Those explanations ignore one important factor. Pride in Jewish brains has been part of our culture for thousands of years; in particular, it was in full flower even in the days of Alexander the Great. Since that era predates the codification of the Talmud and the consequent explosion of rabbinical scholarship following the destruction of the Second Temple, it is hard to explain why superior brainpower was already such a central fact of our self-image.

The Agoda is rife with tales of legendary Jewish genius, usually told at the expense of a prideful conqueror, whether Roman, Greek, or Babylonian. A small example is the legend of Rabbi Akiva who, when challenged by a Roman soldier to explain the entire Torah while standing on one foot, is said to have replied: “Do not unto others as you would not have them do unto you”.

Jews take conspicrous pride in this formulation of the Golden Rule for its logical superiority to the Christian version. For the sake of a more “positive” formulation, their “do unto others…” ends up being a rule that, if taken literally, no one could really follow in practise.
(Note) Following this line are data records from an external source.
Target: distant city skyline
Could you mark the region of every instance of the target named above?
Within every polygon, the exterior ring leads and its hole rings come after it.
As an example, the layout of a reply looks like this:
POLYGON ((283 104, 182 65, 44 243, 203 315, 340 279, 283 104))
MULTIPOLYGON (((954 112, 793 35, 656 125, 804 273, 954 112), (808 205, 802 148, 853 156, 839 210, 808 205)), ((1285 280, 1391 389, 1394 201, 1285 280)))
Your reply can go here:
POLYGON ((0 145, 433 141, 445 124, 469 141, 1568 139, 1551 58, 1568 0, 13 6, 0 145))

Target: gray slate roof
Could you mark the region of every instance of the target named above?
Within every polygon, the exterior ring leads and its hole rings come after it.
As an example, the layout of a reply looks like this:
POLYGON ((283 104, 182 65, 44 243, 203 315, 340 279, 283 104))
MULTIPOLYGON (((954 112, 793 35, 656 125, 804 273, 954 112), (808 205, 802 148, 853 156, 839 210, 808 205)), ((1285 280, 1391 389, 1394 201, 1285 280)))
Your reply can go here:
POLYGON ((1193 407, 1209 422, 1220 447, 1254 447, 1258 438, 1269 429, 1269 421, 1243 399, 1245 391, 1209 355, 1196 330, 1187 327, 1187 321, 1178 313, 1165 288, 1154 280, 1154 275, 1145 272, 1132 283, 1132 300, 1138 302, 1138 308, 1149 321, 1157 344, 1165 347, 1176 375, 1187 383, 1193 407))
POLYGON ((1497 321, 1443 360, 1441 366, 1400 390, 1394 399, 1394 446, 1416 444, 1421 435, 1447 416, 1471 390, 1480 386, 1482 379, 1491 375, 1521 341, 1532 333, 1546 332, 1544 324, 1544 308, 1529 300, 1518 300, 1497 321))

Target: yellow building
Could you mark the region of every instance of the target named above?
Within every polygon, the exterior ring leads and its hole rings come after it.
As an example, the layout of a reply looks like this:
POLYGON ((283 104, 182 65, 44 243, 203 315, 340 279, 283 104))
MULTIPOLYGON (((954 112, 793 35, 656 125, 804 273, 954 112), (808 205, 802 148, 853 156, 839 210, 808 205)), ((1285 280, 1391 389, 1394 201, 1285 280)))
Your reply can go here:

Goyische köp.

But there is one more little-known aspect of this anecdote which truly illustrates the nature of Jewish Genius: the element of word play. “One leg” in Hebrew is regel akhas. (I’m using the Ashkenazi pronunciation here, which some argue is more authentic than the Modern Hebrew version. Rabbi Weizmann once told me that when Moyshe Rabbeynu came down off Mount Sinai carrying the tablets, he greeted his people with a broad, “Git Shabbes!” But I digress.)

Regel akhas means one leg in Hebrew. But regel is also Latin for “rule”. (Compare the word “regulation”.) So in explaining the entire Torah in regel akhas, Rabbi Akiva was actually doing it in one rule while simultaneously standing on one leg!

Now that’s pretty smart.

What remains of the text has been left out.